The newest addition to GPT-4o has allowed users to replicate the distinctive artistic style of the legendary Japanese filmmaker and Studio Ghibli co-founder Hayao Miyazaki (My Neighbor Totoro, Spirited Away). “Today is a great day on the internet,” one user declared while sharing popular memes in Ghibli format.

While the trend has captivated users worldwide, it has also highlighted ethical concerns about AI tools trained on copyrighted creative works—and what this means for the livelihoods of human artists.

Not that this concerns OpenAI, the company behind ChatGPT, which has actively encouraged the “Ghiblification”experiments.
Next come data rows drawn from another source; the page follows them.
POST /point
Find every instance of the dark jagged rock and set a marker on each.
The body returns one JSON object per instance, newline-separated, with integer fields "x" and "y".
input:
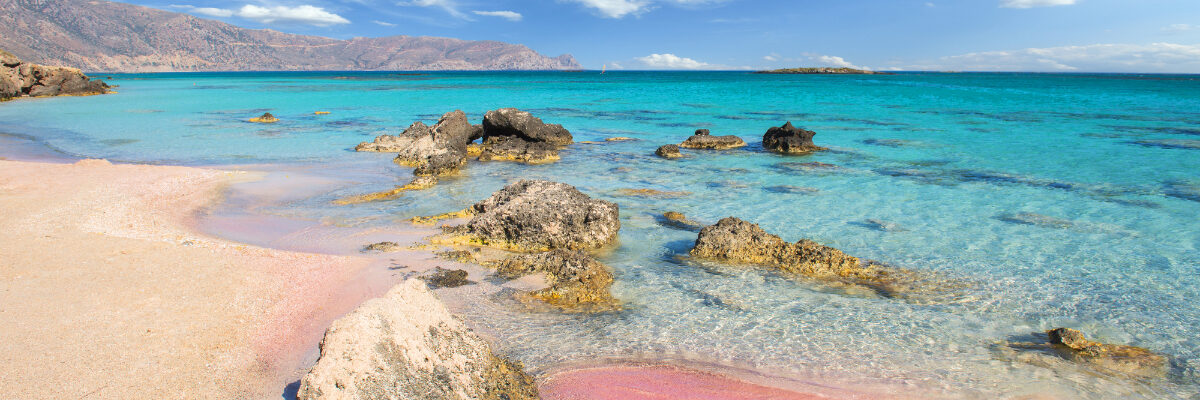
{"x": 1113, "y": 359}
{"x": 448, "y": 278}
{"x": 669, "y": 151}
{"x": 511, "y": 121}
{"x": 743, "y": 243}
{"x": 790, "y": 139}
{"x": 702, "y": 139}
{"x": 539, "y": 215}
{"x": 25, "y": 79}
{"x": 510, "y": 148}
{"x": 575, "y": 280}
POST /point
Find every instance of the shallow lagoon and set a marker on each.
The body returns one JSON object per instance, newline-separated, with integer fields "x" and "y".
{"x": 945, "y": 160}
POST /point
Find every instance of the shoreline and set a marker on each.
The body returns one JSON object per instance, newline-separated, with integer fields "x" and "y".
{"x": 265, "y": 336}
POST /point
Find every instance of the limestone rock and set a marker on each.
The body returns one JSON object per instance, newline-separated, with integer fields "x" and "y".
{"x": 511, "y": 121}
{"x": 576, "y": 281}
{"x": 407, "y": 345}
{"x": 538, "y": 215}
{"x": 702, "y": 139}
{"x": 790, "y": 139}
{"x": 669, "y": 151}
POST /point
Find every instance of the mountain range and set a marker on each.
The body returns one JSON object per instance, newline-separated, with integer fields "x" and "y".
{"x": 120, "y": 37}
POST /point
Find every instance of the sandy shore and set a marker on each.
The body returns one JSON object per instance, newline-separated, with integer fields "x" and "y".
{"x": 106, "y": 291}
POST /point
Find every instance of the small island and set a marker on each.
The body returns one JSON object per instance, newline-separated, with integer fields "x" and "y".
{"x": 823, "y": 71}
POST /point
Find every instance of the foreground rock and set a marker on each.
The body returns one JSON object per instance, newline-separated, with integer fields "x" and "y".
{"x": 669, "y": 151}
{"x": 575, "y": 280}
{"x": 25, "y": 79}
{"x": 702, "y": 139}
{"x": 790, "y": 139}
{"x": 407, "y": 345}
{"x": 539, "y": 215}
{"x": 1113, "y": 359}
{"x": 743, "y": 243}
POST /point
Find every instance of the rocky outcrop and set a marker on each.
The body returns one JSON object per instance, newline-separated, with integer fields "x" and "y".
{"x": 267, "y": 118}
{"x": 407, "y": 345}
{"x": 669, "y": 151}
{"x": 514, "y": 135}
{"x": 790, "y": 139}
{"x": 575, "y": 281}
{"x": 25, "y": 79}
{"x": 1113, "y": 359}
{"x": 124, "y": 37}
{"x": 738, "y": 242}
{"x": 702, "y": 139}
{"x": 539, "y": 215}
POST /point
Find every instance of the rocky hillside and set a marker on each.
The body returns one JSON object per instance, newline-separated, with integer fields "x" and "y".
{"x": 123, "y": 37}
{"x": 22, "y": 79}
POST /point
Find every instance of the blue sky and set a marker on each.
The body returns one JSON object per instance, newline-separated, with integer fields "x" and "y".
{"x": 960, "y": 35}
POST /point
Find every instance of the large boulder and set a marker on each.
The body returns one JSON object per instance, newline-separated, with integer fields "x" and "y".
{"x": 407, "y": 345}
{"x": 790, "y": 139}
{"x": 703, "y": 139}
{"x": 539, "y": 215}
{"x": 575, "y": 281}
{"x": 511, "y": 121}
{"x": 18, "y": 79}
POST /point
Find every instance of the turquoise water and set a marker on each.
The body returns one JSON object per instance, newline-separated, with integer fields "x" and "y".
{"x": 943, "y": 160}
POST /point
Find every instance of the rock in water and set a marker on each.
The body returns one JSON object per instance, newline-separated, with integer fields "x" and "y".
{"x": 267, "y": 118}
{"x": 511, "y": 121}
{"x": 576, "y": 281}
{"x": 21, "y": 79}
{"x": 790, "y": 139}
{"x": 407, "y": 345}
{"x": 702, "y": 139}
{"x": 669, "y": 151}
{"x": 1072, "y": 345}
{"x": 743, "y": 243}
{"x": 539, "y": 215}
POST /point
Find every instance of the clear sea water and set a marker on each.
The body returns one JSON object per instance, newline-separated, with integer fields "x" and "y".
{"x": 939, "y": 159}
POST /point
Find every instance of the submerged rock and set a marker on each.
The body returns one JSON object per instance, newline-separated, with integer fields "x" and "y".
{"x": 407, "y": 345}
{"x": 510, "y": 148}
{"x": 539, "y": 215}
{"x": 448, "y": 278}
{"x": 515, "y": 123}
{"x": 25, "y": 79}
{"x": 702, "y": 139}
{"x": 575, "y": 280}
{"x": 790, "y": 139}
{"x": 267, "y": 118}
{"x": 669, "y": 151}
{"x": 743, "y": 243}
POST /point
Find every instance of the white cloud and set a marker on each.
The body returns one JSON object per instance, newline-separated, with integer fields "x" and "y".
{"x": 1091, "y": 58}
{"x": 837, "y": 61}
{"x": 616, "y": 9}
{"x": 449, "y": 6}
{"x": 1030, "y": 4}
{"x": 507, "y": 15}
{"x": 213, "y": 12}
{"x": 671, "y": 61}
{"x": 299, "y": 15}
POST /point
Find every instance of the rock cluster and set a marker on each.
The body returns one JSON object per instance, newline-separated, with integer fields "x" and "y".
{"x": 702, "y": 139}
{"x": 790, "y": 139}
{"x": 575, "y": 280}
{"x": 25, "y": 79}
{"x": 407, "y": 345}
{"x": 539, "y": 215}
{"x": 738, "y": 242}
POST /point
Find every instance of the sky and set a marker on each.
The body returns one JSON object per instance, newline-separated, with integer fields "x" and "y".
{"x": 903, "y": 35}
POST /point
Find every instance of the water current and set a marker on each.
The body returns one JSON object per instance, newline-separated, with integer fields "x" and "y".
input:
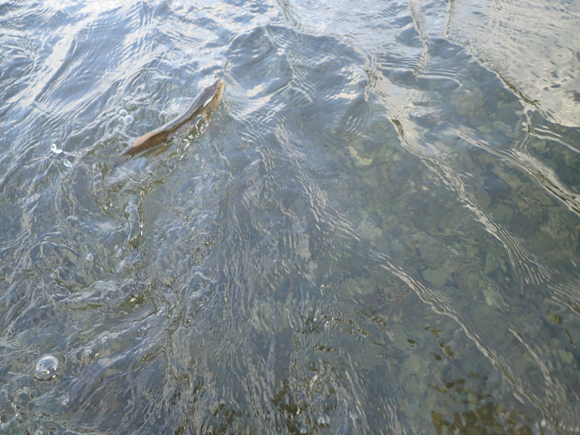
{"x": 376, "y": 232}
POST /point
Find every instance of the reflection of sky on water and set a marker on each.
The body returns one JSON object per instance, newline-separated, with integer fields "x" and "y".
{"x": 378, "y": 230}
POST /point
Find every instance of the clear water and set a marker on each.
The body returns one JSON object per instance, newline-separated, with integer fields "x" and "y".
{"x": 377, "y": 232}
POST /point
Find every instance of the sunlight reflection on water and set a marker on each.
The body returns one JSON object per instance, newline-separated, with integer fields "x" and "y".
{"x": 376, "y": 232}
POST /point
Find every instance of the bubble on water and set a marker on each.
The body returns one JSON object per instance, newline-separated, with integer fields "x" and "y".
{"x": 47, "y": 368}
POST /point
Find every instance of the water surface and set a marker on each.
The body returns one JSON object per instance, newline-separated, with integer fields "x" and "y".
{"x": 376, "y": 232}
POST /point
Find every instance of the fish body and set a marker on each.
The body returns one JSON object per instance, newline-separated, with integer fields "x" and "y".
{"x": 207, "y": 101}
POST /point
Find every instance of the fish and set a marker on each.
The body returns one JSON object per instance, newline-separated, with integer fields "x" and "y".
{"x": 207, "y": 101}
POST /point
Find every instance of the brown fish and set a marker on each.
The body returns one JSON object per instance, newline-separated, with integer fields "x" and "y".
{"x": 206, "y": 102}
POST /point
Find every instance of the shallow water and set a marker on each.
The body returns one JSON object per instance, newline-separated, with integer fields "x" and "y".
{"x": 376, "y": 232}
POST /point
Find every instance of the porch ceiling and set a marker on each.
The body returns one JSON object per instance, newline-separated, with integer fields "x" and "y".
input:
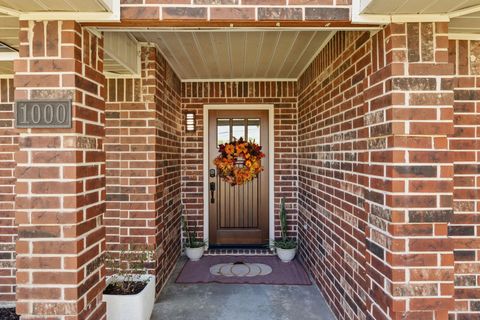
{"x": 56, "y": 5}
{"x": 238, "y": 54}
{"x": 392, "y": 7}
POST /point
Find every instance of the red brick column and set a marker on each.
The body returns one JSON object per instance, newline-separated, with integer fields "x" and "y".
{"x": 465, "y": 145}
{"x": 60, "y": 176}
{"x": 409, "y": 114}
{"x": 143, "y": 135}
{"x": 8, "y": 231}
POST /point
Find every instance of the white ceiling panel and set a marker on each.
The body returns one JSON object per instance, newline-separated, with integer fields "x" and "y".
{"x": 196, "y": 55}
{"x": 469, "y": 24}
{"x": 56, "y": 5}
{"x": 416, "y": 6}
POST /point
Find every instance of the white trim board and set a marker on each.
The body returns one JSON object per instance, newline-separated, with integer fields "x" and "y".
{"x": 358, "y": 17}
{"x": 271, "y": 164}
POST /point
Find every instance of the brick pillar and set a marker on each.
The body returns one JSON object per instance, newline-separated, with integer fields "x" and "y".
{"x": 60, "y": 176}
{"x": 465, "y": 144}
{"x": 409, "y": 114}
{"x": 8, "y": 231}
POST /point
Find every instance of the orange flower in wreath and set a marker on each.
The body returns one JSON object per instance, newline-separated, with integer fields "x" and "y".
{"x": 239, "y": 161}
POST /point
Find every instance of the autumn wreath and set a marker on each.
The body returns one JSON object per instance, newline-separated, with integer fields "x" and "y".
{"x": 239, "y": 161}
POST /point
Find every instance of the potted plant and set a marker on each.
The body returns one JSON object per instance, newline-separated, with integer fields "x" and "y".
{"x": 286, "y": 247}
{"x": 194, "y": 247}
{"x": 130, "y": 291}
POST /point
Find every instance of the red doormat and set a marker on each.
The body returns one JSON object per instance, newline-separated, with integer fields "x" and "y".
{"x": 243, "y": 270}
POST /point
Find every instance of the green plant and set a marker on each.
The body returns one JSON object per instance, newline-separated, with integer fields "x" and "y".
{"x": 284, "y": 242}
{"x": 128, "y": 268}
{"x": 191, "y": 240}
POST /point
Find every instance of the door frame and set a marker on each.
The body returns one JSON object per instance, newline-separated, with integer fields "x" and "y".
{"x": 271, "y": 160}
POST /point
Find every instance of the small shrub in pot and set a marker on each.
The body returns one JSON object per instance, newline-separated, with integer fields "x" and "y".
{"x": 130, "y": 291}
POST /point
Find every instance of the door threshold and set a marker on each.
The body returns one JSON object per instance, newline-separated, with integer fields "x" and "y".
{"x": 239, "y": 251}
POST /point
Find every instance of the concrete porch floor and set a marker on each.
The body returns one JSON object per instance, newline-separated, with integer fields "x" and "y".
{"x": 239, "y": 302}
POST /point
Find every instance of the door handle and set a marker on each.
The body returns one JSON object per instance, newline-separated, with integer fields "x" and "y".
{"x": 212, "y": 192}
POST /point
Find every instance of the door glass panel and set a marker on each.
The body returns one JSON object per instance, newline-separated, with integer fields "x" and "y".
{"x": 223, "y": 131}
{"x": 254, "y": 130}
{"x": 238, "y": 128}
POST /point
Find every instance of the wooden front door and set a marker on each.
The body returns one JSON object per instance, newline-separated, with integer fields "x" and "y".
{"x": 238, "y": 215}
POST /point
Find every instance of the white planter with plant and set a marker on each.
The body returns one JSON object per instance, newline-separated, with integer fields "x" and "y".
{"x": 130, "y": 293}
{"x": 194, "y": 247}
{"x": 286, "y": 247}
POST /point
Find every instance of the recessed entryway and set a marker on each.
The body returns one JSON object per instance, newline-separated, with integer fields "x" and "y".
{"x": 240, "y": 302}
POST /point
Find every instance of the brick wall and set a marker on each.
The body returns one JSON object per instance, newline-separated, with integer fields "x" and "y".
{"x": 283, "y": 96}
{"x": 60, "y": 193}
{"x": 409, "y": 109}
{"x": 376, "y": 177}
{"x": 143, "y": 163}
{"x": 464, "y": 227}
{"x": 8, "y": 231}
{"x": 196, "y": 12}
{"x": 331, "y": 150}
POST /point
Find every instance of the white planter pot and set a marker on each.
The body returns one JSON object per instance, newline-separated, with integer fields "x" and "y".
{"x": 286, "y": 255}
{"x": 131, "y": 307}
{"x": 194, "y": 254}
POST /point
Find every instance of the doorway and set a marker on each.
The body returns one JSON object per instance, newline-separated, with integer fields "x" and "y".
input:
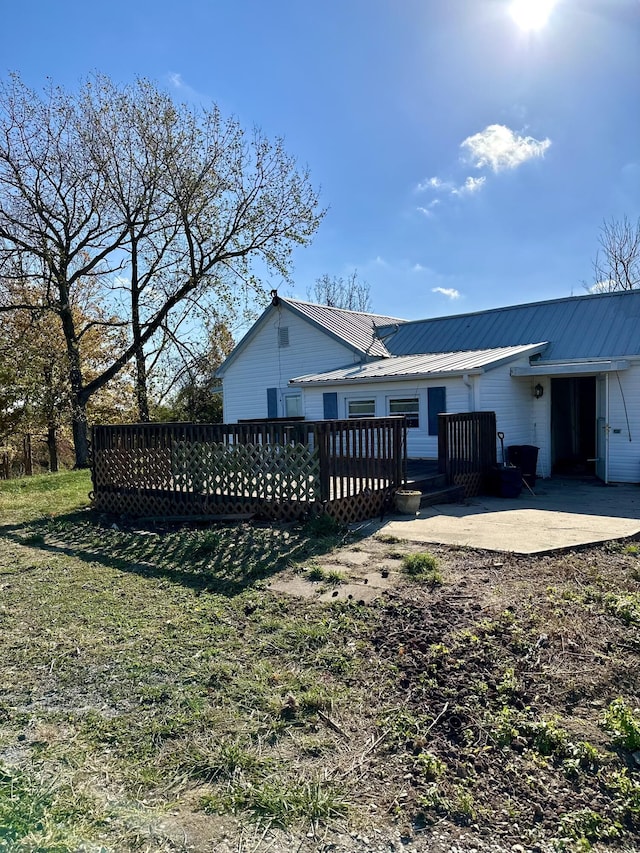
{"x": 573, "y": 425}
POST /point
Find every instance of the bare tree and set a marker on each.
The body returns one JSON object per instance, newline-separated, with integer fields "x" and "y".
{"x": 338, "y": 292}
{"x": 617, "y": 262}
{"x": 155, "y": 203}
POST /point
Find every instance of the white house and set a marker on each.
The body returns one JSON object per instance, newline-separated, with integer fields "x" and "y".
{"x": 563, "y": 375}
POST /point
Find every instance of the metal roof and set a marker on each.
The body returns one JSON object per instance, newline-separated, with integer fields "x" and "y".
{"x": 414, "y": 366}
{"x": 603, "y": 325}
{"x": 355, "y": 328}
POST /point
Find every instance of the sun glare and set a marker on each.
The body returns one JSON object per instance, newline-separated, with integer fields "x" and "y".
{"x": 531, "y": 14}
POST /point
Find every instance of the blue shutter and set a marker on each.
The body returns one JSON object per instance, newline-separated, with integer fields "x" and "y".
{"x": 272, "y": 402}
{"x": 437, "y": 403}
{"x": 330, "y": 403}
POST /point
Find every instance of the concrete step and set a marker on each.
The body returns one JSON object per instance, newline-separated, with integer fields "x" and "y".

Its CEO, Sam Altman, even changed his profile picture on the social media platform X to a Ghibli-style portrait.

Miyazaki, now 84 years old, is known for his hand-drawn animation approach and whimsical storytelling. He has long expressed skepticism about AI’s role in animation. His past remarks on AI-generated animation have resurfaced and gone viral again, particularly when he once said he was “utterly disgusted” by an AI demonstration.